Don Caesar laughs softly. “It does not demand an extraordinary acute discernment. Your accent and manner betoken the New Englander.”
“Are we then so provincial that we so easily betray ourselves? But you are right. I am a Vermonter.”
“I thought so. Odd, is it not, how dominos conduce to confidences, even among strangers?”
“Yes. And yet I think they would prove unsatisfactory for conversational purposes among people who—” Louise pauses.
“People who have been formally introduced, eh?” finishes Don Caesar. “Are you in the city for any length of time?”
“Only until Saturday. We sail for Cuba then.”

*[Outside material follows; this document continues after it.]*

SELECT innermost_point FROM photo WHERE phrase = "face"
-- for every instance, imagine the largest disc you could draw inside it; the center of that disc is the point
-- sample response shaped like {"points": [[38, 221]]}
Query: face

“Cuba? That is a long way off,” muses Don Caesar. “I came very near forgetting that I had not been formally introduced and expressing the regret that I should not see you again before you sail.”
“You said a moment ago that the only satisfactory acquaintances were the transitory ones,” Louise reminds him.
“True. But that rule has its exceptions, like all others.”
“Consistency is no more a man’s attribute than a woman’s,” moralizes Miss Hathaway. “My friends approach, Don Caesar,” she adds, as she catches a glimpse of Mr. Felton and Ashley threading their way over the crowded floor.
“That is the signal for my departure, then,” says Don Caesar. “Before I go I would crave one small boon.”
“I owe you some return for your timely assistance. Speak, Don Caesar.”
“Just a glimpse of the face that your mask so jealously veils.”
“Oh!” cries Louise, somewhat disturbed.
“Remember,” urges Don Caesar, “we shall never meet again—But ’twould be ungenerous to press my request,” he adds, rising. “I must say farewell, then, with only the memory of a sweet voice to recall one of the few pleasant quarter-hours that I have known.”
Some impulse, she can hardly explain what, seizes Louise. With trembling fingers she detaches her mask and uncovers a face suffused with blushes.
“I thought so!” murmurs Don Caesar, as his eyes take in the glory of that face, which is almost immediately veiled again.
“Thank you,” he says, simply, and presses to his lips for an instant the hand she timidly gives him in parting.
He is gone, and Louise sinks back into her chair with beating heart, wondering whether she has been foolish, or unmaidenly, or indiscreet. She forgets to administer to Ashley the scolding he deserves for his long absence and receives abstractedly his explanation of a row in the wine-room and their detention by the crowd. Her gaze wanders about the ball-room in search of the graceful figure of Don Caesar de Bazan, but he has vanished.